Çekmeköy, Alemdağ ormanlarının güneybatı kesiminde bulunan Keçiağılı Tepesi’nin güney yamaçlarında kurulmuş. Denizden 100 m yüksekte ve 14.800 hektarlık bir alanda. 17 mahalle ile 4 köy…

Kuzeybatısında Beykoz, kuzeydoğusunda Şile, güneybatısında Ümraniye ve güneydoğusunda Sancaktepe ilçelerine komşu. İstanbul ile Şile arasında bulunan bu koyun yeşilliği ve ormanları doğanın cömertliğinin bir göstergesi.

Maalesef birkaç da fabrika var. Bu demektir ki birkaç yıl içinde Kemerburgaz olmaya aday. Dedim ya rantlar şimdiden bol kepçe maşallah.

Öğrendik ki maalesef köye adını veren pınarların hepsi kurumuş. Bir zamanlar buz gibi olan bu pınarlardan kim bilir kimler kana kana içti.

Hüseyinli Göleti kenarında mola verdik. O da ekolojik denge kavramından nasibini almış  maalesef suları çekilmiş. Etrafı bakımsız kaderine terkedilmiş gibi.
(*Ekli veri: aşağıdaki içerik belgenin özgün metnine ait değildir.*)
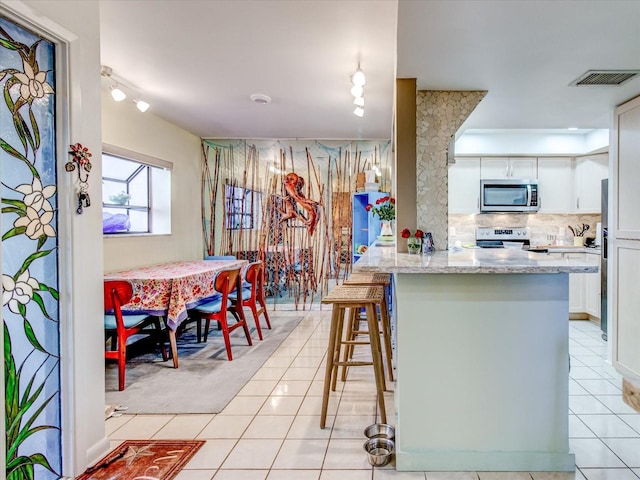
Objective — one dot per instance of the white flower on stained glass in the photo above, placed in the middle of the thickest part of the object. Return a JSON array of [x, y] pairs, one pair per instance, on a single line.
[[37, 224], [35, 196], [33, 84], [18, 291]]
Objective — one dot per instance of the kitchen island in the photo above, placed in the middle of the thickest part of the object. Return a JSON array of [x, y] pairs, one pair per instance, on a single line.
[[482, 358]]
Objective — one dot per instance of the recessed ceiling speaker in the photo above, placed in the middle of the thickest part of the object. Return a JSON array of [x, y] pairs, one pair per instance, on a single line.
[[260, 98]]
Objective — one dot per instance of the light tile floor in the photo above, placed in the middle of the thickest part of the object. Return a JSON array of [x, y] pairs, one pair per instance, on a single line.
[[270, 430]]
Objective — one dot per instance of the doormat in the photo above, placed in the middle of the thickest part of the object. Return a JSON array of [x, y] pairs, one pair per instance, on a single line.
[[157, 459]]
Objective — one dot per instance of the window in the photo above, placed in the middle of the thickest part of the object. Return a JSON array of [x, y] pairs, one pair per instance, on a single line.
[[244, 207], [136, 193]]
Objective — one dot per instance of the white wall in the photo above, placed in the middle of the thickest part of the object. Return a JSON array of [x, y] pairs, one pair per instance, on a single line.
[[82, 333], [124, 126], [519, 143]]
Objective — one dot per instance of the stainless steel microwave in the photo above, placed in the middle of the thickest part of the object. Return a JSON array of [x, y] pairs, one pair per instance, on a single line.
[[510, 195]]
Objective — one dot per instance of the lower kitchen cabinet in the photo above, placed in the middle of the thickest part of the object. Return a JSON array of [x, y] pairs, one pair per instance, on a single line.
[[592, 287], [577, 282], [584, 288]]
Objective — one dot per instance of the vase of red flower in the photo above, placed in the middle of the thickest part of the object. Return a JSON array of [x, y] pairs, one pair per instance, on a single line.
[[414, 240], [385, 209]]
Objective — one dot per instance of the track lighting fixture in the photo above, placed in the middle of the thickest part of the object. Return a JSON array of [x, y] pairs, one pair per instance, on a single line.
[[117, 89], [141, 105], [358, 80], [117, 94]]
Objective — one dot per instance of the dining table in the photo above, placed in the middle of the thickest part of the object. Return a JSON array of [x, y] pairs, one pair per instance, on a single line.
[[169, 290]]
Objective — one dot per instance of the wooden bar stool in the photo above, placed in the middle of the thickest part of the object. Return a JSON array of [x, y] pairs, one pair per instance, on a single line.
[[380, 280], [354, 298]]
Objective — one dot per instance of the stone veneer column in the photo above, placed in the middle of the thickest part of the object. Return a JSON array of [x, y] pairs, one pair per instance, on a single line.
[[439, 115], [405, 158]]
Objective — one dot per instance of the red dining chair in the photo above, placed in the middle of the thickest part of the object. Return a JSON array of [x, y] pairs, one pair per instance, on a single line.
[[121, 326], [252, 294], [226, 282]]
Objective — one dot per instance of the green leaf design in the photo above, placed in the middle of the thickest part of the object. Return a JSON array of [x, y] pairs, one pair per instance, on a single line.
[[13, 210], [31, 335], [38, 299], [25, 472], [13, 232], [7, 44], [54, 293], [7, 93], [21, 129], [34, 459], [36, 131], [14, 153]]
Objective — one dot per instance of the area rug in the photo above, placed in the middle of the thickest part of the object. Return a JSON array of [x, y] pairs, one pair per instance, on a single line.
[[157, 459], [205, 380]]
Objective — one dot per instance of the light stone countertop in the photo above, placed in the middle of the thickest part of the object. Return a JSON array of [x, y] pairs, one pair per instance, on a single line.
[[468, 260]]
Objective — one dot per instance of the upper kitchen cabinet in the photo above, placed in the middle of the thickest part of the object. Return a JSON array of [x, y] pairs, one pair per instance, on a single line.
[[589, 172], [555, 177], [508, 167], [464, 185]]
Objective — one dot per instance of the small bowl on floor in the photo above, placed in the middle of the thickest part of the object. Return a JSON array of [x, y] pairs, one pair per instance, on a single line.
[[379, 451], [380, 430]]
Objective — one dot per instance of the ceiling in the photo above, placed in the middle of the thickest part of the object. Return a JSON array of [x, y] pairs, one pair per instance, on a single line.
[[198, 61]]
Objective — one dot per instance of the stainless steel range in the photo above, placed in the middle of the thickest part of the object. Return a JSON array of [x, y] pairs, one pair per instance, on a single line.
[[492, 237]]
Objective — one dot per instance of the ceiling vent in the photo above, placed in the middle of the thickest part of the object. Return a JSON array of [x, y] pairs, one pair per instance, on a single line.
[[597, 78]]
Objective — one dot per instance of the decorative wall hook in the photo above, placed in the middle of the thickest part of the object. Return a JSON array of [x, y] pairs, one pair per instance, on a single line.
[[80, 158]]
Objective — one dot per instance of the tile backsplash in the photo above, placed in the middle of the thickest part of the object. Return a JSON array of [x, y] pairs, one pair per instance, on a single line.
[[543, 227]]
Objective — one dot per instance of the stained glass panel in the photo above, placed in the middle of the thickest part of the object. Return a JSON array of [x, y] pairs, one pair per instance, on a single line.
[[29, 254]]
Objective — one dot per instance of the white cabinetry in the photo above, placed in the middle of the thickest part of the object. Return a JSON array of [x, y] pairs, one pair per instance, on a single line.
[[624, 240], [589, 173], [464, 186], [555, 179], [509, 167]]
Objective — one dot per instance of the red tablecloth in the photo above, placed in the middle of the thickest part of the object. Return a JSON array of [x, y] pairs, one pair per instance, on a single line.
[[170, 288]]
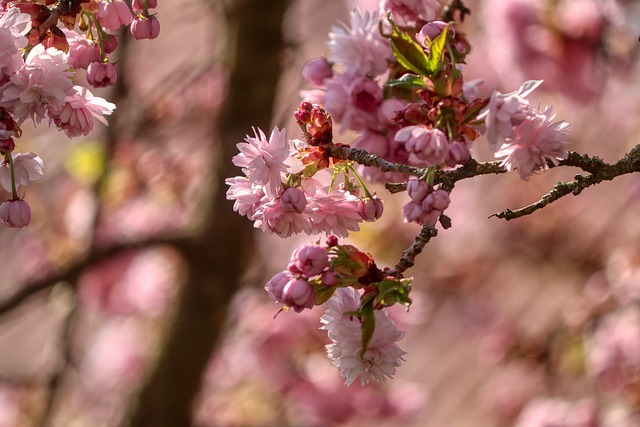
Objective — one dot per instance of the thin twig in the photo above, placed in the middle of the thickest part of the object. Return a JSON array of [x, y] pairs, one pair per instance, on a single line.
[[408, 256]]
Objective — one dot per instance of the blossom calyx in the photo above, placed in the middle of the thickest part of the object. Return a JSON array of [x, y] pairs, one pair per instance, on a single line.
[[15, 213]]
Yürüyüşlerde bizi en çok kahreden şeylerden biri bu. Diğeri köylerdeki hayvanların aç hali.Bir diğeri sorumsuzca atılan çöpler!!!

İshaklı Köyü

Yürüyüş güzergahında hep yeşil bizi izliyor. Sonra tek tük evler başlayınca anlıyorsunuz ki bir köy var uzakta. İsaklı Köyü… Halkının çoğunluğu Trabzonlu olunca bu renklerin sebebi anlaşılıyor. Her şey de Bordo-Mavi… Beykoz a 10 km uzaklıktaki bu köyde onlar memleket sevdasını İstanbul'a taşımış. Kaldırımlar, evler, arabalar, okul binası… bu köyde gördüğünüz her şey Bordo-Mavi. Yaşatılan kültür ve gelenekle birlikte köyün sahip olduğu yemyeşil doğa da kendinizi Karadeniz'de hissettiriyor.

Evet burası Trabzon değil ama İstanbul un göbeği Beykoz İshaklı köyü. Sorulara cevapları da ilginç ve mizah dolu.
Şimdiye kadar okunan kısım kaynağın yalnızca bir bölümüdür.